El señor enciende el motor y el dolor en mi pecho se hace más fuerte conforme el auto comienza a alejarse de mi casa.
Hoy parece haber más polvo en las calles de mi colonia, pues hay un buen grupo de mujeres barriendo sus banquetas como si su vida dependiera de ello; pero no soy tonta, sé perfectamente que su única intención es la de no perderse ni un solo segundo del espectáculo que estamos protagonizando Lucas y yo.
No todos los días una chica pierde a su madre, sale embarazada y se muda con el padre de su hijo en tan corto tiempo. Sin duda les hemos dado material de chisme por lo menos durante el resto del año. Así mismo, al ver a mis vecinas de toda la vida murmurar a nuestro paso, me viene a la mente una de las tantas lecciones de mi madre: «Nunca lo olvides, hija: pueblo chico, infierno grande. Cuida de tus actos para que nunca debas bajar la cabeza ante nadie». Ahora ese consejo cobra tanto sentido, pues, gracias a mi imprudencia he preferido huir del pueblo como una cobarde, porque no voy a negar que, aunque traté de ser fuerte e ignorar todo lo que se decía de mí, ya no soportaba un día más esta situación.
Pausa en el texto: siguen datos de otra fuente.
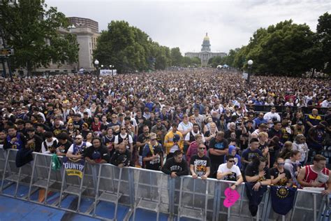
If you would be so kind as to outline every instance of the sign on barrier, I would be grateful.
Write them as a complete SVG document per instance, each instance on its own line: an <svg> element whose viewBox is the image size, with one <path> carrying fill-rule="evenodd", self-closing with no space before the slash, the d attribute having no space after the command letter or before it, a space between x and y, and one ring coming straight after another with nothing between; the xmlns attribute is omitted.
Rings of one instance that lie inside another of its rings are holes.
<svg viewBox="0 0 331 221"><path fill-rule="evenodd" d="M119 204L128 206L131 209L125 216L128 220L135 216L134 213L138 208L152 211L158 214L157 218L159 213L163 213L172 218L175 215L179 218L194 217L202 220L251 219L244 185L236 188L240 199L232 206L226 208L223 206L226 199L224 191L230 187L231 182L209 178L206 180L193 179L191 176L171 178L159 171L132 167L121 169L108 164L101 166L87 164L82 179L77 176L64 176L64 179L62 179L60 175L65 174L64 169L63 167L61 171L51 169L51 155L34 152L34 162L17 169L15 164L16 153L17 150L5 151L0 149L2 194L5 194L3 190L10 185L15 185L14 196L27 200L29 197L26 195L16 196L20 185L29 187L29 196L36 188L49 188L54 192L75 194L80 200L81 197L91 197L96 199L96 202L105 200L115 203L116 206ZM7 185L7 182L9 184ZM89 194L86 194L87 190ZM83 192L85 192L84 195ZM60 196L61 198L62 194ZM329 201L321 193L298 190L293 209L286 216L281 216L273 211L268 190L254 219L319 220L322 213L324 212L325 215L325 212L329 208L327 203ZM97 204L93 206L97 207ZM47 205L54 208L59 208L59 206L60 204ZM78 204L78 211L79 207ZM87 213L77 213L92 216L95 209L88 210Z"/></svg>

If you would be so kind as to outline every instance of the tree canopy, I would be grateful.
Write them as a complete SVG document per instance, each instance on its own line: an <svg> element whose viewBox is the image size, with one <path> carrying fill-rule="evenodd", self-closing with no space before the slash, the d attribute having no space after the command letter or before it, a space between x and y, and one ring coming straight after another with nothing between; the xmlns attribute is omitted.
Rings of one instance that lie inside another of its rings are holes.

—¿Segura de que es todo lo que necesitas? —Lucas interrumpe mis pensamientos y señala mi maleta con su pulgar—. Las mujeres que conozco necesitan por lo menos el triple de eso para unas vacaciones. Ya no digo para irse a vivir a otra ciudad.
—Yo no soy como las mujeres que conoces —murmuro, volteando mi mirada hacia la ventanilla.
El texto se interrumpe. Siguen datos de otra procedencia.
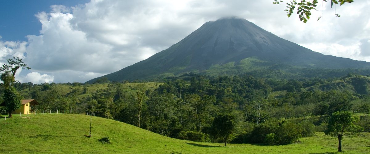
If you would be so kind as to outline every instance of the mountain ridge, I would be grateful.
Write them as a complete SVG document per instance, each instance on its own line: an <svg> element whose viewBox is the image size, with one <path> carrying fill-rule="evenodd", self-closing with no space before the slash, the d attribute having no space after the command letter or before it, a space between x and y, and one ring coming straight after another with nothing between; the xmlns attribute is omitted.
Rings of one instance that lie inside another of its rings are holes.
<svg viewBox="0 0 370 154"><path fill-rule="evenodd" d="M229 62L237 66L251 57L259 62L252 64L254 68L236 72L245 73L277 64L325 69L370 67L370 62L325 55L279 37L245 19L231 17L207 22L168 49L103 76L112 81L162 78L204 72L212 66ZM230 74L233 75L238 74Z"/></svg>

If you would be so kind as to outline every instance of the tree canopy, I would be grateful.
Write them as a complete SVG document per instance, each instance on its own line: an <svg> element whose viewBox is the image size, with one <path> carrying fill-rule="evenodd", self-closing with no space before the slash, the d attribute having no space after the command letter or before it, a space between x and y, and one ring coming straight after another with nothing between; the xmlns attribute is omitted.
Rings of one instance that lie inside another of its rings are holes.
<svg viewBox="0 0 370 154"><path fill-rule="evenodd" d="M338 138L338 152L342 151L342 141L343 136L351 136L363 130L363 128L353 124L357 121L352 116L349 111L336 112L329 118L327 129L324 133L326 135Z"/></svg>
<svg viewBox="0 0 370 154"><path fill-rule="evenodd" d="M13 86L16 81L15 76L17 71L20 68L23 69L29 69L31 68L27 67L22 61L22 59L18 57L13 57L13 59L8 59L7 61L7 64L4 64L0 67L0 72L2 72L0 79L5 88L3 98L5 106L9 111L9 117L11 117L11 111L20 107L22 100L21 96Z"/></svg>
<svg viewBox="0 0 370 154"><path fill-rule="evenodd" d="M330 1L330 5L332 7L335 4L340 4L341 6L343 5L345 3L350 3L353 2L353 0L323 0L323 1L325 2ZM275 2L273 2L274 4L279 4L280 3L283 3L284 1L282 0L274 0ZM308 20L310 19L310 16L311 16L311 10L317 10L316 7L317 3L318 3L317 0L314 0L312 2L311 1L306 1L305 0L293 0L291 1L290 3L287 3L286 7L288 9L285 10L287 13L288 17L290 17L294 13L294 10L296 8L297 8L297 14L299 14L298 17L299 20L304 23L306 23ZM335 7L335 6L334 6ZM340 17L340 15L336 14L337 17ZM321 17L319 17L317 20L320 20Z"/></svg>

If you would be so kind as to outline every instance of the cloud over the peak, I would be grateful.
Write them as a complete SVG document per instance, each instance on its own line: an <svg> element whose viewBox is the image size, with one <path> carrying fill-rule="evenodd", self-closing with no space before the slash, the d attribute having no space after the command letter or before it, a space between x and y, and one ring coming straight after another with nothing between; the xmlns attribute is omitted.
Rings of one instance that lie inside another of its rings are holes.
<svg viewBox="0 0 370 154"><path fill-rule="evenodd" d="M313 11L307 24L295 15L286 17L285 4L270 0L92 0L71 7L54 5L50 12L35 16L42 24L40 35L27 36L27 42L0 40L0 62L21 57L32 68L19 75L24 82L84 82L144 60L206 21L233 16L315 51L370 61L370 1L356 1L336 10L326 3L323 14ZM335 17L336 11L340 18Z"/></svg>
«¿Por qué insiste en ofenderme?», me pregunto con dolor.
—Me refería a mis hermanas y a mi madre, pero es verdad, no eres como las mujeres que conozco.
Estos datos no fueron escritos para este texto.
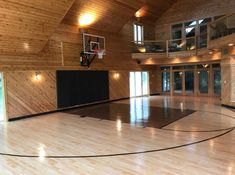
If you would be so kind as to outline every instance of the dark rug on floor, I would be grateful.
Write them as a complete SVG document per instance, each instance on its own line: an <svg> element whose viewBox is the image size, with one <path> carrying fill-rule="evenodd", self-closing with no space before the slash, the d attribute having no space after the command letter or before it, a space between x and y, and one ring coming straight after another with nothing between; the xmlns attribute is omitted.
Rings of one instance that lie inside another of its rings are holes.
<svg viewBox="0 0 235 175"><path fill-rule="evenodd" d="M105 103L89 107L71 109L65 113L140 125L143 127L162 128L195 111L173 108L161 108L144 105Z"/></svg>

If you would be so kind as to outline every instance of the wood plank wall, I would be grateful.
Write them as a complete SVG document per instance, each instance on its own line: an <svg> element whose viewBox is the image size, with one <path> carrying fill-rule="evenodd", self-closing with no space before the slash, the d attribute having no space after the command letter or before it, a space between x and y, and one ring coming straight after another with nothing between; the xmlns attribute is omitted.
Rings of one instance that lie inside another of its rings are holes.
<svg viewBox="0 0 235 175"><path fill-rule="evenodd" d="M5 72L6 113L9 119L55 110L55 71L41 71L41 79L35 79L35 71Z"/></svg>
<svg viewBox="0 0 235 175"><path fill-rule="evenodd" d="M42 113L57 108L56 70L109 70L110 98L129 97L129 71L141 70L131 58L130 37L132 22L119 33L86 29L88 33L106 37L107 56L96 59L91 67L80 66L82 49L81 33L77 26L61 24L38 55L0 55L0 69L5 74L6 106L8 118ZM149 26L149 25L148 25ZM147 38L154 37L154 26L149 26ZM151 33L151 35L150 35ZM61 45L62 42L62 45ZM62 65L62 52L63 62ZM40 70L42 80L34 81L35 72ZM48 71L49 70L49 71ZM113 73L120 72L120 79L114 80Z"/></svg>
<svg viewBox="0 0 235 175"><path fill-rule="evenodd" d="M232 56L230 56L232 55ZM222 104L235 107L235 47L221 62Z"/></svg>
<svg viewBox="0 0 235 175"><path fill-rule="evenodd" d="M41 79L35 80L40 72ZM119 77L114 75L118 73ZM150 93L158 91L158 72L150 71ZM57 109L56 73L54 70L5 72L6 113L8 119L54 111ZM129 71L109 72L110 100L127 98L129 93Z"/></svg>

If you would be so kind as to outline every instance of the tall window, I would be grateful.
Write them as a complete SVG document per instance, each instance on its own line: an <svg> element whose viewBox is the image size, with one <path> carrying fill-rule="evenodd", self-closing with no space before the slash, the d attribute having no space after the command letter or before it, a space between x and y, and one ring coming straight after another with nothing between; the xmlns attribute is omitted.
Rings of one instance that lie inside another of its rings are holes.
<svg viewBox="0 0 235 175"><path fill-rule="evenodd" d="M134 41L137 44L142 44L144 41L144 26L141 24L134 24Z"/></svg>
<svg viewBox="0 0 235 175"><path fill-rule="evenodd" d="M142 96L149 94L148 72L130 72L130 96Z"/></svg>
<svg viewBox="0 0 235 175"><path fill-rule="evenodd" d="M195 36L197 36L197 46L204 48L207 46L207 24L212 18L187 21L173 24L171 26L172 45L180 46L179 49L194 50L196 47ZM185 40L185 41L183 41ZM174 51L177 51L175 48Z"/></svg>

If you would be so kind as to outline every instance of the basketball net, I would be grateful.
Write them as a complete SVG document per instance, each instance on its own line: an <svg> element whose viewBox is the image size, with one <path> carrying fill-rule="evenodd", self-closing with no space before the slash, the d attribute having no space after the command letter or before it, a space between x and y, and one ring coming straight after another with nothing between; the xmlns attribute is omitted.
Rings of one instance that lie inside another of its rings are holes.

No sé lo que eso significa, pero tampoco tengo interés en averiguarlo, por lo que prefiero guardar silencio lo que resta del camino.
No sé si estoy haciendo bien. Salir del pueblo que me vio nacer e ir a una ciudad nueva, con un hombre al que no conozco, no parece la mejor decisión y soy consciente de ello. Pero la humillación de Lucas dolió más de lo que debería y manchó el hermoso recuerdo que guardaba de aquella semana que pasamos juntos. Sin embargo, sé que negarme a acompañarlo sería como darle la razón y una excusa para deslindarse de su responsabilidad y no pienso hacer eso.
Yo mejor que nadie sé lo que es crecer sin un padre. A pesar de que gracias a mi madre nunca me hizo falta nada, tengo que admitir que siempre me pregunté qué se sentiría tener a mi lado a mi papá. Jugar con él, ser su princesa, dejar que me enseñara todo lo que sabe…
«Mi hijo no pasará por eso si de mí depende», pienso. Le demostraré a Lucas que se equivoca y después… después Dios dirá.
—¿Hay alguien de quien quieras despedirte, Ayleen? Supongo que no podrás volver en algunos meses, por lo menos hasta que mi nieto nazca.
No me pasa desapercibida la manera en que Lucas resopla y pone en blanco los ojos, pero trato de ignorar cómo me hacen sentir sus desplantes y prefiero enfocarme en la pregunta de su madre.